From ACR 6 / Lightroom 3 on Adobe have completely redone the RAW processing module that is Adobe Camera RAW. Earlier versions of ACR were great with Nikon files but not even close to the best with Canon files. Most “updates” to RAW processing modules really only amount to adding support to new cameras, so a complete rebuild is very unusual and wow does it make a difference. During the beta testing stage Adobe initially released a version of Lightroom 3 with only the colour noise reduction enabled. They felt that the improvement they’d made here was the most significant, and they were right. Colour or “chroma” noise produces random coloured patches which are far more noticeable than “luminance” or grain like noise. Lightroom rarely needs any extra color noise reduction. It is superb.
Although Canon’s DPP has gradually been improved, Lightroom or Photoshop are the best choices for Canon EOS 20D or 30D RAW files, and it’s a real walkover, with Lightroom from v3 on being best at all ISO’s tested. By the way noise reduction is disabled by default so you do have to turn it on when you need it.
Canon Digital Photo Professional :
Canon are unusual in that the free software that comes with every Canon DSLR is actually very good - Are you listening Nikon?
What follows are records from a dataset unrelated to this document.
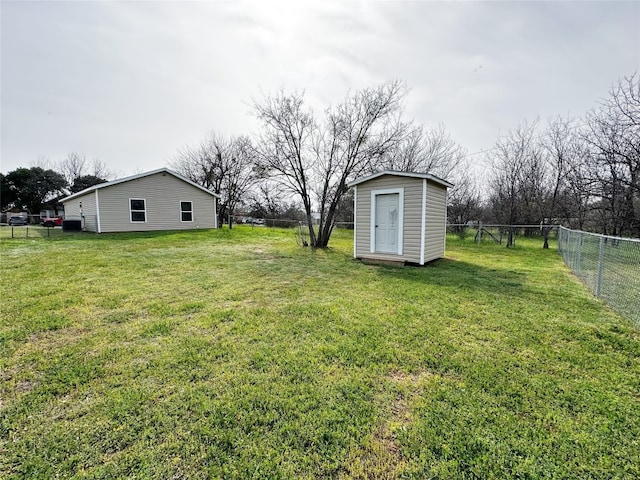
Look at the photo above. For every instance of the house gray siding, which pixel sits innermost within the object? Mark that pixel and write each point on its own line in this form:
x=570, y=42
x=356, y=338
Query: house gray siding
x=434, y=222
x=411, y=222
x=162, y=194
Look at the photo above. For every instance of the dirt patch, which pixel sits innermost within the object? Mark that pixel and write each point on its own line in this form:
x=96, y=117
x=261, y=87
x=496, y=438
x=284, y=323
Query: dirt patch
x=380, y=456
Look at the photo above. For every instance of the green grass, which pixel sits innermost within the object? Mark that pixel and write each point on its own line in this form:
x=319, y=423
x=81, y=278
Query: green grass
x=236, y=354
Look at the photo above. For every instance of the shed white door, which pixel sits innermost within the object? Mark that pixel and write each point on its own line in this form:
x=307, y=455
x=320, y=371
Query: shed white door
x=386, y=228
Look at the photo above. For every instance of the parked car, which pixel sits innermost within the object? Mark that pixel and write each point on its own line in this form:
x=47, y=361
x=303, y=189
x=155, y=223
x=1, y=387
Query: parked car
x=51, y=221
x=17, y=220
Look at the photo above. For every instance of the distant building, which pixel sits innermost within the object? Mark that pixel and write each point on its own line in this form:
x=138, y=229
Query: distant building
x=155, y=200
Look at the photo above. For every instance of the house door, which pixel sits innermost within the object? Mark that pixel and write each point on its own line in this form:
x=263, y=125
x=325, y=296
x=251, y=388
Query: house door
x=386, y=229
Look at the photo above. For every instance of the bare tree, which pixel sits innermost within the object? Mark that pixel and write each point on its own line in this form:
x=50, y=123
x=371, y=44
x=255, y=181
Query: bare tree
x=464, y=201
x=518, y=178
x=223, y=165
x=81, y=174
x=315, y=161
x=426, y=151
x=613, y=135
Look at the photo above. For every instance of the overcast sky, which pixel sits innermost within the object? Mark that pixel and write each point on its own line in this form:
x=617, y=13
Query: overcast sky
x=130, y=83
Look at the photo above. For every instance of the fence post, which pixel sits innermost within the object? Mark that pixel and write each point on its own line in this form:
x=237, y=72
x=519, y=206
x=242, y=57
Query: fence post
x=600, y=261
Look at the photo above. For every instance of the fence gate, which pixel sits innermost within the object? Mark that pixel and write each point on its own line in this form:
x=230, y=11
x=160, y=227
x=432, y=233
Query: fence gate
x=609, y=266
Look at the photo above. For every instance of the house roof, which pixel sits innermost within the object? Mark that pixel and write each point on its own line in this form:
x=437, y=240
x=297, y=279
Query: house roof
x=428, y=176
x=135, y=177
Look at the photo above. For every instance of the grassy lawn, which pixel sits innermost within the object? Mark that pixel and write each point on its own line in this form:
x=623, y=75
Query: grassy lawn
x=236, y=354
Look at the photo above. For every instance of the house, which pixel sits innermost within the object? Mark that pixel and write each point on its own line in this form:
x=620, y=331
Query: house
x=400, y=217
x=156, y=200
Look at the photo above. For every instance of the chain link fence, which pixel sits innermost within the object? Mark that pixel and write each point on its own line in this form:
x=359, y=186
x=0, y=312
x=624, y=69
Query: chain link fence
x=609, y=266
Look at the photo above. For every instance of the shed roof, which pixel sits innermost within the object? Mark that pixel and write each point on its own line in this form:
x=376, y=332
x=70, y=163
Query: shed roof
x=428, y=176
x=135, y=177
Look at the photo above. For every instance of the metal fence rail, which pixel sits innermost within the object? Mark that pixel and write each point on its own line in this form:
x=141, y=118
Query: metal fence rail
x=609, y=266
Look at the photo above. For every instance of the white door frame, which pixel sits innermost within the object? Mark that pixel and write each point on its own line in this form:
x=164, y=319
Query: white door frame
x=372, y=235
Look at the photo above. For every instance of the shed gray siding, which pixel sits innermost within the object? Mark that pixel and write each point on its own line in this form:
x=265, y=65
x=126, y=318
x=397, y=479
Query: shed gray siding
x=412, y=222
x=434, y=222
x=162, y=194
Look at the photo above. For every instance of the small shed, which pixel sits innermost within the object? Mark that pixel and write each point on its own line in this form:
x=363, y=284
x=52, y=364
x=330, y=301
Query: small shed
x=155, y=200
x=400, y=217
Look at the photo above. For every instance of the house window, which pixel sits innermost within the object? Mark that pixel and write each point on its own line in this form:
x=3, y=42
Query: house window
x=138, y=209
x=186, y=211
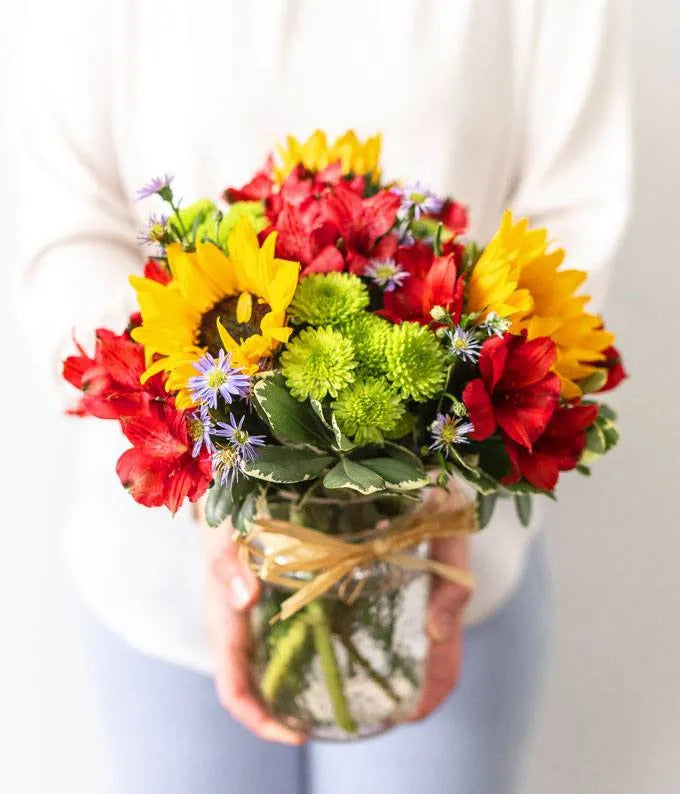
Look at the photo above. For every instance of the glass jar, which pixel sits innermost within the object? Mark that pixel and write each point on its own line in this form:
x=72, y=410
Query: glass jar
x=341, y=667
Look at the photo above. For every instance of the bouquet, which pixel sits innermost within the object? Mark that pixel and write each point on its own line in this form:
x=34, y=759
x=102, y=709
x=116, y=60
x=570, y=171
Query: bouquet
x=325, y=355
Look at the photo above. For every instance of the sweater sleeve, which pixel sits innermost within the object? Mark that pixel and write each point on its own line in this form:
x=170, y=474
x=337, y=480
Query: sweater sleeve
x=575, y=160
x=77, y=224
DPP does a good job, and as v3 has been constantly updated, so it has got better and better. It now features proper noise reduction controls, and at last has a trimming and straightening tool. It even corrects optical distortion and vignetting with many Canon lenses. The main criticism is that it’s slow to use, but even that has improved over the last couple of years. Results with Canon 20D / 30D files are excellent at low ISOs - at 100 and 200 ISO results are excellent with less detail than Lightroom but a lovely smoothness to them. However at even 400 ISO, they’re just not as good as those from Lightroom. You do have to buy Lightroom though, whereas you already own DPP. Make sure you have the latest version of DPP and if you didn’t even take it out of the box, give it a try. It’s the best manufacturer’s package around.
Capture One 5 :
Still a great program, which is why Capture One 4 has been my main choice for Canon EOS 20D, 30D, 40D and 5D files over the last few years. While results from Capture One 5 are good, the others are all now better. This is a great package in many ways but no longer the best for 20Ds or 30Ds. At 100 ISO all the packages produce superb results, but as you increase sensitivity Capture One now falls way behind. Even at 400 ISO Capture One now comes last, with more noise and less crisp results. At higher ISOs - 800 and higher - it’s no contest. All of the others are better. I think this result probably bears out my theory that most RAW software updates only add camera support. Older cameras like the 20D and 30D benefit even more than the others from Adobe’s ground up rebuild leaving previous winners like Capture One well behind.
DxO Optics Pro 6 :
DxO Optics Pro is a really clever piece of software, which includes optical corrections for the Canon 40D with some Canon lenses and some independent ones. Click here to check if your lens is listed. It also auto corrects difficult lighting and has excellent RAW processing and among the best noise reduction around, but DxO has a few quirks - It has a unique interface which is almost as hard to learn as Lightroom, but it does less, and although it’s not that easy to get to grips with and it has lots of complex controls, you get the feeling that it’s meant to be left on full auto most of the time. DxO Optics Pro has a different approach to almost everything, so it’s one you’ll either love or hate. However, the noise reduction is among the best, especially for portraits - it needs turned down for everything else, but is still excellent. If you shoot architecture, DxO Optics Pro is definitely worth considering. Although Lightroom 3 and DPP also have profiles for optical corrections, there aren’t many and I haven’t found Lightroom’s as accurate as those with DxO Optics Pro and using the optical corrections in DPP works well but loses more sharpness than with DxO, So if squares staying square is vital for you, DxO could be your best choice.
First Choice : Adobe Photoshop Lightroom / Photoshop
Second Choice : Canon Digital Photo Professional
Why : Lightroom is unbeatable with the all the Canon digital SLRs I’ve tested so far especially with the Canon 20D and 30D, and, provided you stick with it through the horrible “Library” section and actually manage to import your pictures, this is an amazing package which quite simply is the best option for the Canon 30D at any ISO.